Numerous studies highlight the benefits of post-workout nutrition as the following:

  1. Prevents Muscle Breakdown
    A tough strength training workout will create microscopic tears in your muscle fibers. If adequate nutrients are not supplied before and/or after the workout, these muscle tears can lead to further muscle breakdown, which means your muscle is broken down to form protein that your body uses as energy to repair itself.
  2. Increases Protein Synthesis
    After a strenuous workout, your body is biochemically primed to suck in nutrients. Your muscles are highly insulin sensitive, which means those carbs you eat can help shuttle protein into your muscles, instead of getting converted into fat.

Insulin is a storage hormone that has a bad reputation because it is integrally involved in fat storage. After a workout, however, insulin is your friend and a proper post-workout meal can improve muscle building and increase fat loss.

  1. Faster Recovery
    A properly timed post-workout meal with the right nutrients can help decrease soreness in your muscles for a given amount of training. For example, if you are able to recover in only a day as opposed to 2-3 days, that means you can train harder and more frequently, which will lead to better and faster results.

4) Glycogen Replenishment
Regardless of the type of workout, if you are working out intensely, your body will use glycogen as fuel. Glycogen, which is stored in your muscles and liver is best described as your body’s preferred fuel source for workouts. Depending on the duration, type, and intensity of exercise, glycogen stores can become depleted.

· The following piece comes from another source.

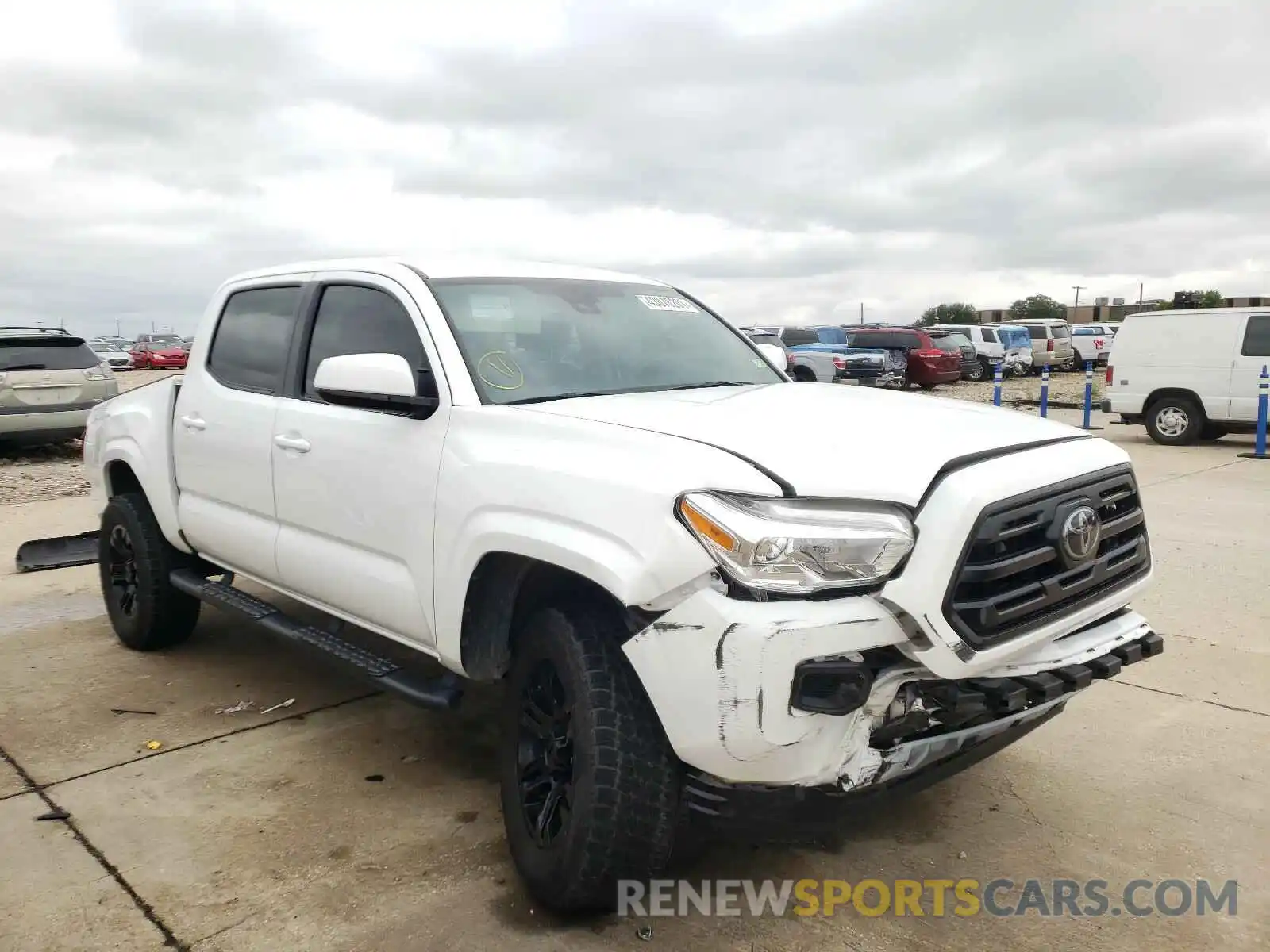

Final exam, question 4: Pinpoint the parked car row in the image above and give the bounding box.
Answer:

Eating ample carbs after a workout can not only promote protein synthesis, but also help replenish energy stores to keep you feeling energetic the rest of the day.

Post-Workout Meal Timing

There is a lot of debate as to the proper timing of a post-workout meal, but the preponderance of evidence suggests eating immediately after a workout as generating superior results.

A 12-week study conducted with previously untrained men examined the effects of consuming supplemental protein “immediately after versus two hours after a strength-training session.

Those who consumed protein immediately after their workout gained significantly more muscle size and strength than those who consumed it two hours removed from their workout.”

Because of studies like this one, the 30-60 minute period after a workout is known as the “anabolic window” to help maximize the training effect.

Most studies, however, have found that post-workout nutrition isn’t as important as many people make it out to be.

The consistent finding is that, as long as your daily overall protein intake is adequate, then the actual timing of when you consume eat isn’t that important.

Post-Workout Meal Size & Breakdown

Given that the speed with which nutrients reach the body is critical, we need to take into account rates of digestion to maximize the nutrient delivery effect.

Dietary fat slows down digestion, so a post workout meal should be low in fat. While protein in the form of meat can take a good 3-4 hours to digest whey protein takes as little as 20-30 minutes to hit the bloodstream.

Fast digesting carbs are ideal post-workout to help maximize the insulin effect and replenish glycogen stores.

Whey protein combined with a fast digesting carbohydrate in liquid form has emerged as the top post-workout meal of choice for anyone from athletes to bodybuilders to recreational exercisers.

Consider a carb to protein ratio of anywhere from 1:1 to 3:1, with an average of 2:1 depending on the duration and intensity of the workout (i.e. 60 grams of carbs to 30 grams of protein).

Sports nutritionists will typically recommend consuming 0.25 to 0.40 grams of carbs per pound of bodyweight.

Your post-workout meal is the only meal in my opinion where a protein shake should be considered.

Whole, natural foods are superior for getting a lean, healthy body for a number of reasons ranging from greater satiety to increased thermic effect (food burns calories during digestion whereas shakes do not).

Please keep in mind focusing on total calorie intake, smart food choices, and proper exercise are far more important than maximizing the “anabolic window”.

I can’t emphasize this enough. Sadly, pre and post-workout nutrition has sabotaged many fat loss programs because of excess calorie intake. People lose sight of the forest amidst the trees.